De façon presque constante, ce discours est majoritairement tenu par des gens de plus de 40 ans et plutôt éduqués. Ce qui signifie qu'il est majoritairement tenu par des gens qui ont déjà une certaine expérience de vie, qui ont déjà acquis un nombre plus ou moins important de connaissances, et surtout…surtout surtout…qui ont des réseaux neuronaux de moins en moins plastiques. Ce n'est pas du jeunisme, c'est de la neurobiologie. Je vous ai dit que plus vous utilisez un réseau neuronal, plus il devient bon dans sa tâche. Mais cela implique qu'il est beaucoup moins capable de s'adapter. A l'échelle du cerveau, plus on vieillit, plus on prend ses décisions en fonction de ce que nous avons déjà vécu et ce au dépend de de l'analyse prospective. Autrement dit, plus on est vieux, plus on reproduit un model plutôt que de se fatiguer à innover.
Si vous voulez en savoir plus, voilà un autre article de ce blog qui pourrait vous intéresser.
Sans vouloir hiérarchiser les activités de loisir (même si je pense que Musso c'est de la soupe et que je suis totalement imperméable au Jazz) ceux qui tiennent ces propos passent à des années-lumière du problème. Prenons l'exemple de lecture. J'adore lire. Je lis énormément. Je passe d'ailleurs beaucoup plus de temps à lire qu'à jouer (essentiellement parce mon compte Steam semble surtout vouer son existence à se mettre à jour plutôt qu'à me laisser accéder à mes jeux, mais ça c'est un autre histoire).
La lecture permet de faire travailler l'imagination, d'acquérir des connaissances et dans une certaine mesure de vivre par procuration certaine situations. Aucun jeu vidéo ne peut reproduire chez moi le plaisir que j'ai eu à découvrir certains livres. Mais malheureusement ça ne change strictement rien au fait que la lecture est une activité cognitive bien moins complète et complexe que celle provoquée par un jeu vidéo, même moyen.

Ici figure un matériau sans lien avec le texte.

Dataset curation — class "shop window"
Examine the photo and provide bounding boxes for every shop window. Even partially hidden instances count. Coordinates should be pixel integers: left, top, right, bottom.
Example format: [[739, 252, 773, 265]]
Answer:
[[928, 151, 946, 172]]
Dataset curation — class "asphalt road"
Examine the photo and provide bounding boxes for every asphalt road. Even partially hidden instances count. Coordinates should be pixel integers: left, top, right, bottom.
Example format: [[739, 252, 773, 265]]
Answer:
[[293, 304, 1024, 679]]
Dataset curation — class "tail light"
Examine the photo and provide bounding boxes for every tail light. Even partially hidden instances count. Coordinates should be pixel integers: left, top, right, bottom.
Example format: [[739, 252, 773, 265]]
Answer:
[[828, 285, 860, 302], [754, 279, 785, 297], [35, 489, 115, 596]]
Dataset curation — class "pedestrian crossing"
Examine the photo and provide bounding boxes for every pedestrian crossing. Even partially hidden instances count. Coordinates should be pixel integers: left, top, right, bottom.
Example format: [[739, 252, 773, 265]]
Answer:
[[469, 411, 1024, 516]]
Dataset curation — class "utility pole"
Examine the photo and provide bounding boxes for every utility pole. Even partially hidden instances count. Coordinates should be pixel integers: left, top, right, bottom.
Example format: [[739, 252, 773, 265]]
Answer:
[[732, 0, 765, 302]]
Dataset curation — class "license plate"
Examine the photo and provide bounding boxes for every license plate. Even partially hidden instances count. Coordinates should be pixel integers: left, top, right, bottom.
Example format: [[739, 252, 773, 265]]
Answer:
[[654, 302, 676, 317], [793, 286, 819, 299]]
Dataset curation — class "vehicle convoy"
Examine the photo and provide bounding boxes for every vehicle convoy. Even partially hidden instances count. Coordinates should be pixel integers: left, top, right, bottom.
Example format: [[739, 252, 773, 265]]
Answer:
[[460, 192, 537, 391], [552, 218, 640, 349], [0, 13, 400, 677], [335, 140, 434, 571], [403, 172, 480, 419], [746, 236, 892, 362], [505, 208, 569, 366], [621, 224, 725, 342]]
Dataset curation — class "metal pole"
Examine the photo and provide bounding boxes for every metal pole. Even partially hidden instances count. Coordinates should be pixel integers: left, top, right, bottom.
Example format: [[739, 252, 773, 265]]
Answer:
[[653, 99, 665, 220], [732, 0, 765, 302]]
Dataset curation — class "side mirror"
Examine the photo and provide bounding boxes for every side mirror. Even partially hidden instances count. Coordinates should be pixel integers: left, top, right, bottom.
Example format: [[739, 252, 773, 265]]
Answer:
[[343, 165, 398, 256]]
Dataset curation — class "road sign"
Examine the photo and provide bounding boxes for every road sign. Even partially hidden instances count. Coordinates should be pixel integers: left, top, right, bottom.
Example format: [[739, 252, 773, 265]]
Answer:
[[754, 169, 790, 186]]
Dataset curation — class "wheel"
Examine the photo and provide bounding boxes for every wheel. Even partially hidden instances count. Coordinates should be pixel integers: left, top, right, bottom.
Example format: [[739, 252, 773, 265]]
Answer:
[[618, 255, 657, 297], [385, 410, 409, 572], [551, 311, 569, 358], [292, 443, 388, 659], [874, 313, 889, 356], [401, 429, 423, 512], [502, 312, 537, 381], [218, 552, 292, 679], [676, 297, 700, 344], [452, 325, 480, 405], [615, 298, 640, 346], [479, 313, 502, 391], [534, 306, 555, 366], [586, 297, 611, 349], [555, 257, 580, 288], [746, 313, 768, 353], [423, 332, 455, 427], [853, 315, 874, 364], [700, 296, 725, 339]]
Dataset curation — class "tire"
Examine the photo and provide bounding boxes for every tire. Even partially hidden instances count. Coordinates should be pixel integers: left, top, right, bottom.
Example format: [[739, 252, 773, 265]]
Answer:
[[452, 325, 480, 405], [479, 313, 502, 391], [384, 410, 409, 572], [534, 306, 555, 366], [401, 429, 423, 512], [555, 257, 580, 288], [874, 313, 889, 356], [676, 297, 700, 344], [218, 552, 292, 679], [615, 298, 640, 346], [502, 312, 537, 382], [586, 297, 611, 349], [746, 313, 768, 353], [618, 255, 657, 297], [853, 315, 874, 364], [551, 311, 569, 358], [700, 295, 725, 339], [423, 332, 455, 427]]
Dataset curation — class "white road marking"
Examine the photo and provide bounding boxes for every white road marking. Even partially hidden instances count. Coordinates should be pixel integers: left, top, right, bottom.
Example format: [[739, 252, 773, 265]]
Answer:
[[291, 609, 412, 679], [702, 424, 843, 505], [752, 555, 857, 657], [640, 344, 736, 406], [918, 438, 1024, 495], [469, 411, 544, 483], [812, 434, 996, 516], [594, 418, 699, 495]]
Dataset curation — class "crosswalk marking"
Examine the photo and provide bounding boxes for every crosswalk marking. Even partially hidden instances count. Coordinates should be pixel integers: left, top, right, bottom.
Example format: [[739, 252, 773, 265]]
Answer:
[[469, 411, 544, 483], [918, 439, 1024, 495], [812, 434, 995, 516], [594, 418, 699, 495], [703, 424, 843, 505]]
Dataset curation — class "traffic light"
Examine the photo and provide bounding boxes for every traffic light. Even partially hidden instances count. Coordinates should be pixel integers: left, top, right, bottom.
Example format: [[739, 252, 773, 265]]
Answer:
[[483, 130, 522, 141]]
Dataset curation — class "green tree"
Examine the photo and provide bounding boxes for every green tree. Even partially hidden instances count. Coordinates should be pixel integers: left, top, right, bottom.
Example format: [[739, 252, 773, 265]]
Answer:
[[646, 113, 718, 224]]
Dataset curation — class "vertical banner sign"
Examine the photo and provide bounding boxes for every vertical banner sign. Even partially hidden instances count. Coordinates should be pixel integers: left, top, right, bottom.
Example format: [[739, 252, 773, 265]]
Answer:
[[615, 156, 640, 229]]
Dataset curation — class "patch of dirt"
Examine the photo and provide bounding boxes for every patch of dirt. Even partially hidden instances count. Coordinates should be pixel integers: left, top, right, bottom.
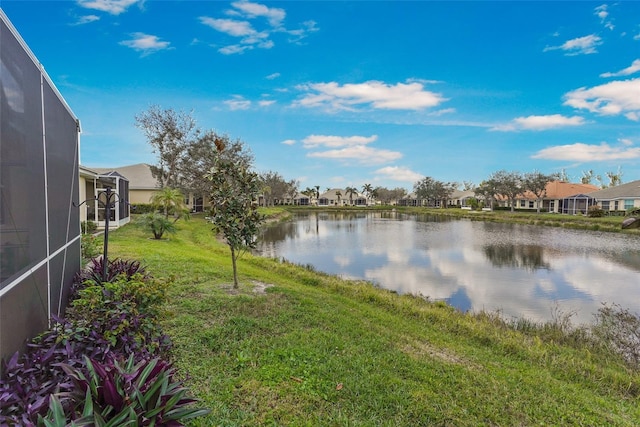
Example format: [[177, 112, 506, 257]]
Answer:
[[400, 341, 477, 367], [220, 280, 274, 295], [253, 281, 273, 295]]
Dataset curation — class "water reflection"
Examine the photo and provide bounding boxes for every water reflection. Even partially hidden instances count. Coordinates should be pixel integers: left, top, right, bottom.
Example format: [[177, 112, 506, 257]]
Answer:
[[483, 244, 549, 270], [259, 212, 640, 322]]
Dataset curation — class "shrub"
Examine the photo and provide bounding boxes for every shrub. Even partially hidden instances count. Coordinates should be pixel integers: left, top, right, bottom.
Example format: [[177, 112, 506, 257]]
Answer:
[[73, 258, 151, 291], [0, 260, 204, 426], [40, 355, 209, 426], [80, 234, 102, 262], [130, 203, 158, 214], [136, 212, 176, 240], [592, 304, 640, 368], [587, 205, 604, 218]]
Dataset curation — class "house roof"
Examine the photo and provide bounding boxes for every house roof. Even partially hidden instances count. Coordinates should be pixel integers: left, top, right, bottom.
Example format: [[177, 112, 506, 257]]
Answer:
[[319, 188, 360, 200], [78, 165, 98, 178], [590, 180, 640, 200], [93, 163, 159, 190], [522, 181, 598, 199]]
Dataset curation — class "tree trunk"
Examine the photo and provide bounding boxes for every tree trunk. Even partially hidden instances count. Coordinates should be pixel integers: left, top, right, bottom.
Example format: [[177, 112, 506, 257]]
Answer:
[[229, 246, 238, 289]]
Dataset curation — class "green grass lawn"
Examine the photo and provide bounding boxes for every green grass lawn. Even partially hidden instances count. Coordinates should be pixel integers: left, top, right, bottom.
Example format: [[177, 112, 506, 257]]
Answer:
[[109, 216, 640, 426]]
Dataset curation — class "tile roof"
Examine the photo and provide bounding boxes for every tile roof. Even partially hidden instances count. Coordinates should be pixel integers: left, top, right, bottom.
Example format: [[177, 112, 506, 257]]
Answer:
[[93, 163, 159, 190], [591, 180, 640, 200]]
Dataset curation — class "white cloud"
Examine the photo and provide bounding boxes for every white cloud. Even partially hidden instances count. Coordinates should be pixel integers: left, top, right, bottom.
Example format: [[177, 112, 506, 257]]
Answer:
[[284, 21, 319, 44], [231, 1, 286, 28], [200, 16, 257, 37], [307, 145, 402, 165], [224, 95, 251, 111], [199, 0, 317, 55], [77, 0, 139, 15], [429, 108, 456, 117], [618, 138, 633, 146], [218, 44, 253, 55], [302, 135, 402, 165], [375, 166, 424, 183], [594, 4, 615, 30], [120, 33, 170, 56], [564, 78, 640, 121], [302, 135, 378, 148], [600, 59, 640, 77], [490, 114, 584, 132], [531, 142, 640, 162], [294, 80, 446, 111], [544, 34, 602, 56], [73, 15, 100, 25]]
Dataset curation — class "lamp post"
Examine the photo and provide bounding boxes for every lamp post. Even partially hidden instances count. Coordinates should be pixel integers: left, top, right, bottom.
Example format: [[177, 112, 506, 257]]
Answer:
[[98, 187, 118, 281], [73, 186, 118, 281]]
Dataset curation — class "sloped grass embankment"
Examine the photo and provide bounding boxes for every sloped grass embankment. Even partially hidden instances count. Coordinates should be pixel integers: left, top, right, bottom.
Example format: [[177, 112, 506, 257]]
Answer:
[[109, 217, 640, 426]]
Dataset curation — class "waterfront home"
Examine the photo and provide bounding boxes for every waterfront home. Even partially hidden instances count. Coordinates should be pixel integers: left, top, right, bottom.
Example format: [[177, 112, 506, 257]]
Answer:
[[589, 180, 640, 215]]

Cela ne crée pas une hiérarchie de prestige entre les deux, mais une hiérarchie d'engagement cognitif. Ou pour le dire autrement, si un jour vos capacités cognitives déclinent et que vous voulez ralentir ce déclin, vous aurez bien plus de résultats en jouant à Mario Kart qu'en lisant Emmanuel Kant. Cela ne vaut pas dire que si l'humanité devait effacer un des deux de son patrimoine culturel, il faudrait oublier Kant, mais cela veut dire que votre cerveau à vous à plus de chance de s'adapter à son environnement en jouant à Mario.